Aside from a natural, human sympathy and a considerable aesthetic respect for their artistry, I don’t feel any particular affinity for the generation of Scottish theatre makers currently on the rise. That isn’t to say that their work isn’t powerful  - Stef Smith’s Cured is a fast-paced and unexpected comedy, making demands on the performers that allows them to respond with appropriate pathos and humour. Indeed, the emphasis on New Writing – found in the Tron, in Glasgay!’s annual programme, at the weekly Play, Pie and Pint sessions, upstairs at The Playwright’s Studio and across various university departments – has given Scotland a distinctive crop of contemporary authors. 

And while I maintain a lofty critical eye, I often find reflections of my own experience in the sharpest lines and most doomy dialogues: despite the attention given in national newspapers to London’s theatre, it is not parochial to suggest that Scottish performance is in rude health.

Both Smith’s Cured and Natasha Gilmore’s Tiger are strong examples of this confident culture. Although Tiger is paired with a truncated ‘children’s’ version (Tiger Tale) that is little more than an edited version that invites the audience on-stage at the end, it is emotive and fluid enough to stand alongside the best choreography in Europe. A simple tale of how a nuclear family is redeemed by the arrival of a wild, unpredictable energy, it impresses through the precision of the three dancers movements and the telling symbolism of Gilmore’s choreography. Cured is a generous romp through one woman’s flirtation with the ‘ex-gay’ movement, allowing Smith to reveal her smart wit and deft characterization – as well as a mastery of structure, which allows her to throw in a twist and happy ending.

The magic in Cured and Tiger comes from similar attention to detail, although Cured is an archetypal well-made scripted play and Tiger is contemporary dance. Both Smith and Gilmore are able, in a tiny slither of time, to capture a recognisable and resonant scenario: in Tiger, when the child dances around the stage on her parents’ bodies, never touching the ground, Gilmore expresses the devotion of the family in a direct, poetic image; in Cured, apparently trivial conversations about TV comedy The Golden Girls provides an important connection for the mother to accept her daughter’s sexuality.

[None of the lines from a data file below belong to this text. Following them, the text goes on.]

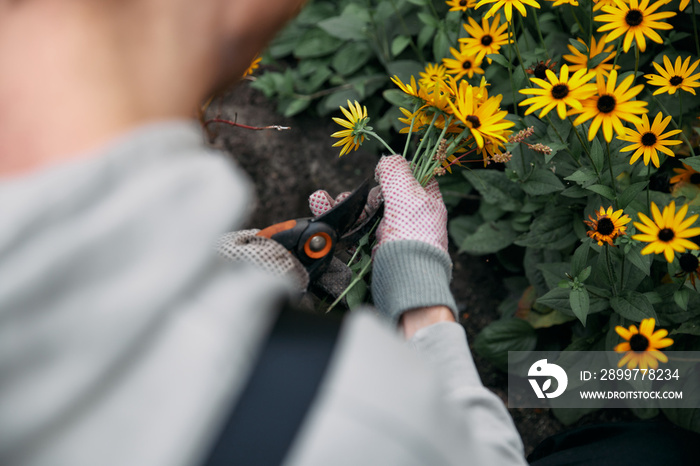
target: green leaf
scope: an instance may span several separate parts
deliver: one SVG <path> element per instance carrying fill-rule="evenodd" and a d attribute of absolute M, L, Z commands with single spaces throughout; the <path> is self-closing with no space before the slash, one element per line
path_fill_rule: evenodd
<path fill-rule="evenodd" d="M 598 179 L 598 175 L 595 174 L 593 170 L 588 167 L 582 167 L 576 170 L 571 175 L 564 178 L 568 181 L 575 181 L 579 184 L 585 184 L 587 182 L 592 182 Z"/>
<path fill-rule="evenodd" d="M 637 291 L 623 290 L 618 296 L 610 299 L 610 306 L 616 313 L 632 322 L 641 322 L 649 317 L 657 319 L 654 306 L 646 296 Z"/>
<path fill-rule="evenodd" d="M 675 333 L 700 336 L 700 317 L 693 317 L 689 321 L 683 322 L 677 329 L 671 331 L 671 335 Z"/>
<path fill-rule="evenodd" d="M 367 295 L 367 284 L 364 280 L 359 280 L 355 285 L 350 288 L 348 293 L 345 295 L 345 299 L 348 302 L 348 307 L 354 309 L 362 304 L 364 304 L 365 296 Z"/>
<path fill-rule="evenodd" d="M 433 38 L 433 56 L 437 58 L 443 58 L 448 56 L 448 51 L 450 49 L 450 38 L 447 37 L 447 33 L 438 29 L 437 34 Z"/>
<path fill-rule="evenodd" d="M 396 36 L 393 41 L 391 41 L 391 55 L 394 57 L 399 55 L 404 51 L 408 44 L 411 43 L 411 38 L 408 36 Z"/>
<path fill-rule="evenodd" d="M 590 268 L 590 267 L 589 267 Z M 574 315 L 578 317 L 583 326 L 586 326 L 586 317 L 590 309 L 590 298 L 585 288 L 580 290 L 572 289 L 569 294 L 569 304 Z"/>
<path fill-rule="evenodd" d="M 651 274 L 651 263 L 654 261 L 654 256 L 647 254 L 642 256 L 640 249 L 637 246 L 633 246 L 627 254 L 625 254 L 625 259 L 627 259 L 630 264 L 637 267 L 639 270 L 644 272 L 646 276 Z"/>
<path fill-rule="evenodd" d="M 384 99 L 391 105 L 397 107 L 404 107 L 408 102 L 406 94 L 399 89 L 387 89 L 382 92 L 382 96 L 384 96 Z"/>
<path fill-rule="evenodd" d="M 438 21 L 438 19 L 430 13 L 425 13 L 421 11 L 418 13 L 418 19 L 420 19 L 423 22 L 423 24 L 426 24 L 431 28 L 440 28 L 440 21 Z"/>
<path fill-rule="evenodd" d="M 508 59 L 501 55 L 500 53 L 492 53 L 489 55 L 486 55 L 487 58 L 490 58 L 493 60 L 495 63 L 498 63 L 501 65 L 503 68 L 508 68 Z"/>
<path fill-rule="evenodd" d="M 576 276 L 576 278 L 578 278 L 578 281 L 581 283 L 585 282 L 588 279 L 588 277 L 591 276 L 591 270 L 593 270 L 593 267 L 591 267 L 590 265 L 583 269 L 581 273 Z"/>
<path fill-rule="evenodd" d="M 587 190 L 593 191 L 596 194 L 600 194 L 606 199 L 610 199 L 611 201 L 615 200 L 615 190 L 612 189 L 610 186 L 605 186 L 602 184 L 592 184 L 590 186 L 586 187 Z"/>
<path fill-rule="evenodd" d="M 411 76 L 418 77 L 423 65 L 414 60 L 396 60 L 386 65 L 389 76 L 398 76 L 403 82 L 410 82 Z"/>
<path fill-rule="evenodd" d="M 586 46 L 586 44 L 581 43 L 574 38 L 570 38 L 569 43 L 583 55 L 588 55 L 588 46 Z"/>
<path fill-rule="evenodd" d="M 550 170 L 538 169 L 521 185 L 521 188 L 531 196 L 540 196 L 542 194 L 562 191 L 564 185 L 559 177 Z"/>
<path fill-rule="evenodd" d="M 473 255 L 491 254 L 511 244 L 518 234 L 507 220 L 484 223 L 459 243 L 459 252 Z"/>
<path fill-rule="evenodd" d="M 281 103 L 282 101 L 280 101 L 280 104 Z M 289 102 L 289 105 L 286 106 L 282 114 L 286 117 L 294 116 L 306 110 L 310 103 L 310 99 L 293 99 Z"/>
<path fill-rule="evenodd" d="M 552 208 L 540 213 L 532 222 L 530 231 L 515 240 L 519 246 L 541 249 L 563 249 L 576 242 L 573 212 Z"/>
<path fill-rule="evenodd" d="M 496 204 L 506 211 L 517 211 L 522 206 L 523 191 L 508 179 L 504 172 L 496 170 L 464 170 L 464 177 L 479 191 L 484 202 Z"/>
<path fill-rule="evenodd" d="M 690 300 L 690 290 L 688 288 L 681 288 L 680 290 L 677 290 L 675 293 L 673 293 L 673 300 L 678 307 L 684 311 L 687 311 L 688 301 Z"/>
<path fill-rule="evenodd" d="M 323 57 L 338 50 L 343 41 L 321 29 L 309 29 L 299 39 L 294 49 L 297 58 Z"/>
<path fill-rule="evenodd" d="M 683 163 L 690 166 L 690 168 L 693 170 L 700 172 L 700 155 L 696 155 L 695 157 L 684 157 Z"/>
<path fill-rule="evenodd" d="M 508 368 L 508 351 L 532 351 L 537 344 L 535 329 L 522 319 L 497 320 L 476 337 L 474 350 L 497 367 Z"/>
<path fill-rule="evenodd" d="M 593 166 L 596 167 L 598 172 L 600 172 L 603 169 L 603 165 L 605 164 L 605 154 L 603 153 L 603 146 L 601 145 L 600 140 L 598 138 L 593 139 L 593 141 L 591 142 L 591 162 L 593 163 Z"/>
<path fill-rule="evenodd" d="M 341 47 L 335 55 L 331 65 L 340 74 L 347 76 L 362 68 L 374 52 L 363 42 L 349 42 Z"/>
<path fill-rule="evenodd" d="M 627 186 L 620 194 L 618 207 L 620 209 L 624 209 L 625 207 L 627 207 L 630 204 L 630 202 L 634 201 L 634 199 L 639 193 L 644 191 L 644 188 L 647 187 L 647 184 L 648 181 L 640 181 L 639 183 L 633 183 Z"/>
<path fill-rule="evenodd" d="M 319 21 L 318 27 L 344 41 L 361 41 L 367 38 L 369 21 L 369 13 L 366 9 L 350 4 L 340 16 Z"/>
<path fill-rule="evenodd" d="M 460 215 L 450 220 L 448 224 L 450 238 L 456 244 L 462 244 L 464 239 L 473 234 L 482 223 L 483 220 L 479 215 Z"/>
<path fill-rule="evenodd" d="M 571 275 L 576 277 L 581 271 L 586 268 L 588 263 L 588 252 L 591 250 L 591 243 L 589 241 L 584 241 L 579 247 L 574 251 L 574 255 L 571 257 Z"/>

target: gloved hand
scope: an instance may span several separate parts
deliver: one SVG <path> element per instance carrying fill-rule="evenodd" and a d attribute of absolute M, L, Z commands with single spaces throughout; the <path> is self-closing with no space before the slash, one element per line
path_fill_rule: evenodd
<path fill-rule="evenodd" d="M 338 194 L 334 199 L 333 196 L 328 194 L 327 191 L 319 189 L 309 196 L 309 209 L 314 217 L 318 217 L 331 210 L 339 202 L 344 201 L 350 194 L 350 191 L 345 191 Z M 365 204 L 365 207 L 360 216 L 357 218 L 357 221 L 362 222 L 369 215 L 371 215 L 379 208 L 382 201 L 383 198 L 380 187 L 375 186 L 374 188 L 370 189 L 369 194 L 367 195 L 367 204 Z"/>
<path fill-rule="evenodd" d="M 272 275 L 286 276 L 299 291 L 306 291 L 309 286 L 306 268 L 277 241 L 255 236 L 259 231 L 253 229 L 227 233 L 219 239 L 216 250 L 227 259 L 249 262 Z"/>
<path fill-rule="evenodd" d="M 447 306 L 457 320 L 450 291 L 447 209 L 436 180 L 423 188 L 400 155 L 379 161 L 376 177 L 384 218 L 373 250 L 372 296 L 380 312 L 396 322 L 411 309 Z"/>
<path fill-rule="evenodd" d="M 447 208 L 437 180 L 423 188 L 400 155 L 383 157 L 375 176 L 385 204 L 375 250 L 391 241 L 413 240 L 447 252 Z"/>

The beauty and compassion of these moments eloquently express the artists’ profound humanist concern. This compassion runs through both works. If a play at Glasgay! is never likely to present a sympathetic ex-gay evangelist, Smith avoids setting up a predictable God-bothering straw woman. Gilmore’s unhappy couple, meanwhile, are not blamed or caricatured. This insistence on the worth of the individual is how both artists connect to their audiences – although Gilmore has a more detached presence as choreographer than Smith as writer, and dance encourages a more abstract interpretation.
The experience of watching Tiger and Cured is to be held by confident, clever creators: the combination of passion and intelligence they manifest might qualify them for the over-used and rarely explained category of ‘genius.’

Yet, this is not my theatre: Tiger comes closest, as it slices open the conformity of the married couple to reveal their heartache, caused by the exclusion of the wild in their domestic security. But resolution triumphs, and the human is the measure of the resolution. Even here, the wild is welcomed only as a tool towards domestic reunion. I am a determined anti-humanist, happier in the absurdity of Beckett or the uncomfortable acceptance of the strange found in Les Ballets C de la B. There is another theatre, perhaps unfashionable and maybe discovered in the interruptions of Forced Entertainment’s The Coming Storm that better reflects my world and temperament.

This could present a problem to my authority as a critic – if anyone was bothered to read this far. Since I am uncomfortable with their conclusions, I am tempted to recall Plato’s complaint and accuse both works of being dishonest. The discomfort is purely philosophical, because I left the performances happy, smiling and impressed. I’d argue that, if anything, my rejection of their content makes me, if not objective, a more impartial critic. The substance is not what makes me appreciate Tiger, but its expression. Equally, my applause for Cured is not at the romantic finale, but at the skill of Smith’s writing.